The who's who of tech companies have agreed to donate millions of dollars to help key, yet under-funded open source projects in the wake of the recent Heartbleed bug crisis. According to ArsTechnica, companies like Amazon, Cisco Systems, Facebook, Google, IBM, Intel, Microsoft, and more, will contribute at least $3.9 million to the Core Infrastructure Initiative, which will be hosted at the San Francisco-based non-profit Linux Foundation.
Open source software like OpenSSL is core to the business of many big technology corporations, which use the library on their websites to send encrypted data safely between servers and clients.
But the crucial role OpenSSL plays in securing the Internet wasn't matched by the financial resources devoted to maintain it. According to OpenSSL Software Foundation President Steve Marquess, the project received $2000 a year in donations, and has only one full time employee.
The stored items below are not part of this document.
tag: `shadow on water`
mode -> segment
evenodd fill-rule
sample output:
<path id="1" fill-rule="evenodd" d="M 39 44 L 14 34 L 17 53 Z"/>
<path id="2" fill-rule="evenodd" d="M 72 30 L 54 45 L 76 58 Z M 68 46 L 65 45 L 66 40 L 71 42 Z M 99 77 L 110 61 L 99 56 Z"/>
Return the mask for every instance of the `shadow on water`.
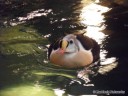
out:
<path id="1" fill-rule="evenodd" d="M 103 48 L 108 51 L 107 58 L 116 57 L 119 63 L 118 67 L 108 74 L 108 81 L 112 82 L 111 88 L 117 90 L 126 90 L 128 88 L 126 86 L 128 84 L 128 77 L 126 76 L 128 67 L 127 10 L 127 6 L 116 5 L 112 10 L 105 13 L 105 24 L 107 27 L 104 32 L 110 35 L 105 38 Z"/>
<path id="2" fill-rule="evenodd" d="M 0 1 L 0 96 L 79 96 L 92 94 L 93 90 L 127 89 L 128 7 L 114 4 L 108 12 L 103 11 L 103 18 L 102 7 L 92 3 L 93 0 Z M 86 9 L 87 5 L 91 8 Z M 36 15 L 32 15 L 34 12 Z M 85 12 L 82 18 L 81 12 Z M 97 16 L 97 20 L 89 14 Z M 107 52 L 105 60 L 115 57 L 118 66 L 93 77 L 95 86 L 70 86 L 77 71 L 52 65 L 46 47 L 67 33 L 83 31 L 100 39 L 101 51 Z"/>

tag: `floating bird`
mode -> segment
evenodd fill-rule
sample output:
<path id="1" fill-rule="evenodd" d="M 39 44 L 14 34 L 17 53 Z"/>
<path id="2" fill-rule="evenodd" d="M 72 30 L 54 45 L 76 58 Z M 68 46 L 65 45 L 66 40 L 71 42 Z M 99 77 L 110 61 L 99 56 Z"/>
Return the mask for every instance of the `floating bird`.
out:
<path id="1" fill-rule="evenodd" d="M 48 49 L 51 63 L 65 68 L 82 68 L 99 60 L 98 43 L 83 34 L 68 34 Z"/>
"I think we got a little too comfortable as a community of software developers, and we shouldn't be," says Chris DiBona, director of open source at Google, adding that "We should really pay way more attention to the quality of our security software and of these core bits".
It's not that every open source project is under-resourced and cash starved. There are many projects that receive good support from the companies that depend on them. For example, the Linux kernel project has multiple employees and financial support from tech giants like HP, IBM, Red Hat, Intel, Oracle, Google, Cisco, and more.
According to Jim Zemlin, executive director of the Linux Foundation, companies will contribute $100,000 per year, with a minimum three-year commitment. Although the money will go to multiple open source projects, OpenSSL is at the top of the list.